Nova Délhi acusa o Paquistão de treinar rebeldes da Caxemira de seu lado da linha de controle, bem como de enviá-los para a Índia. “A barreira pode ter impedido que os guerrilheiros cruzassem para este lado da linha, mas teve um impacto sobre o habitat natural dos animais selvagens”, afirmou o funcionário florestal. “Há vários outros fatores que também são responsáveis pelo problema, com redução do habitat animal devido à expansão da população humana, atividades pecuárias e de desenvolvimento, modificações no padrão de uso da terra, mudança climática, e urbanização”, disse o guarda florestal Abdul Rouf Zargar.
Segundo Zargar, os animais selvagens ameaçados incluem o urso negro asiático, o leopardo comum e os macacos rhesus e langur. A Caxemira é lar de várias espécies ameaçadas no mundo, como o veado vermelho da Caxemira, chamado de hangul, e o leopardo nevado, também chamado de onça. Os hangules foram no passado uma importante atração nas florestas rodeadas por montanhas de Dachigam, perto de Srinagar, capital de verão da Caxemira. O hangul é a única subespécie sobrevivente da família dos cervos vermelhos no mundo. Este ano, após sua população cair para 150 exemplares, o departamento da natureza iniciou um programa de reprodução em cativeiro para salvá-lo da extinção.
Os esforços para salvar o leopardo nevado, listado como ameaçado na relação da União Internacional para a Conservação da Natureza (UICN), inclui ajudar os criadores de ovelhas e cabras a construir melhores barricadas e abrigos para seus animais. Embora o leopardo nevado raramente ataque humanos, seus hábitos predatórios os levam para abrigos de animais de criação, entrando através de ventilações ou portas e janelas quebradas, onde frequentemente ficam presos e morrem. As autoridades aconselham os cidadãos a enfrentarem o problema e lhe indicou várias pautas a serem seguidas.

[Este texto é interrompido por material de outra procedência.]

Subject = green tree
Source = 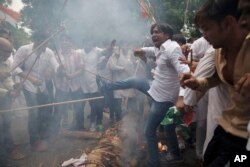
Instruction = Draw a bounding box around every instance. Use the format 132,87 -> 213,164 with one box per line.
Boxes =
150,0 -> 205,36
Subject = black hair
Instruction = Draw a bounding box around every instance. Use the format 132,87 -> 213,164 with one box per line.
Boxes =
60,34 -> 73,42
32,31 -> 49,41
150,23 -> 174,39
194,0 -> 240,27
173,34 -> 187,45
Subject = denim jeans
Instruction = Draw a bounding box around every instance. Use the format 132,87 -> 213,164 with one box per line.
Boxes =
106,77 -> 176,167
70,89 -> 85,130
84,92 -> 104,125
50,89 -> 71,136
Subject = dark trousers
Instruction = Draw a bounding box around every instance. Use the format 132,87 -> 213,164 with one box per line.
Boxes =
23,89 -> 52,144
203,126 -> 250,167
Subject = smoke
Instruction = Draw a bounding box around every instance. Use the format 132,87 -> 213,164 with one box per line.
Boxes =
63,0 -> 149,46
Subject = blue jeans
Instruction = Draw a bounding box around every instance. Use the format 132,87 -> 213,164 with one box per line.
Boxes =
106,77 -> 176,167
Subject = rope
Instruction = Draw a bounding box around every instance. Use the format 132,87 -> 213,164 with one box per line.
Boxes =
0,96 -> 104,113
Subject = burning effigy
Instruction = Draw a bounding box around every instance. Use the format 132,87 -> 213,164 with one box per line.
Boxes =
62,113 -> 146,167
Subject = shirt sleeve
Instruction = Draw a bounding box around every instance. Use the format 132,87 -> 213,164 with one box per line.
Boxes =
108,55 -> 124,71
12,47 -> 27,75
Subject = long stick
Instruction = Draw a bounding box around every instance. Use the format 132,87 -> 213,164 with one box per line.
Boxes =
10,27 -> 64,72
0,96 -> 104,113
82,68 -> 113,82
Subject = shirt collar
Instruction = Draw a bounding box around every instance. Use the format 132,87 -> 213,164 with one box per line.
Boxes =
159,39 -> 171,51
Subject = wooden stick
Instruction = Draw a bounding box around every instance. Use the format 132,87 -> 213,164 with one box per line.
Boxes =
190,49 -> 193,71
0,96 -> 104,113
60,130 -> 102,139
10,27 -> 64,72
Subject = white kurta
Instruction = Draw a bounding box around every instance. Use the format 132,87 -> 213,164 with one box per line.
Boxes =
142,40 -> 190,103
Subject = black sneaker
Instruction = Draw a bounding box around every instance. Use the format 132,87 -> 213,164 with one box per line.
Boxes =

“Não podemos frear por completo estes incidentes, mas nos esforçamos para minimizá-los”, disse Inayati. “Adotamos várias medidas, como a formação de comitês de coordenação, um plano exaustivo para atender o problema e estudos de pesquisa”, afirmou. O departamento da natureza lançou um programa de estudo sobre o urso negro asiático que inclui uso do habitat, natureza reprodutiva e comportamento.
“Fixamos colares de rádio aos ursos e rastreamos seus movimentos”, disse Intisar Suhail, guarda florestal no centro da Caxemira. “Capturamos um agressivo há uns dois meses e o mantivemos semi-cativo no Parque Nacional Dachigam, e o libertamos para estudar seu padrão de comportamento usando o colar de rádio e, em seguida, o recapturamos quando começou a atacar humanos novamente”, disse Suhail à IPS. “Agora o submeteremos à “técnica de aversão”, pela qual os animais são submetidos e estímulos desagradáveis a fim de evitar as populações humanas e para que permaneçam nas áreas florestadas”, explicou.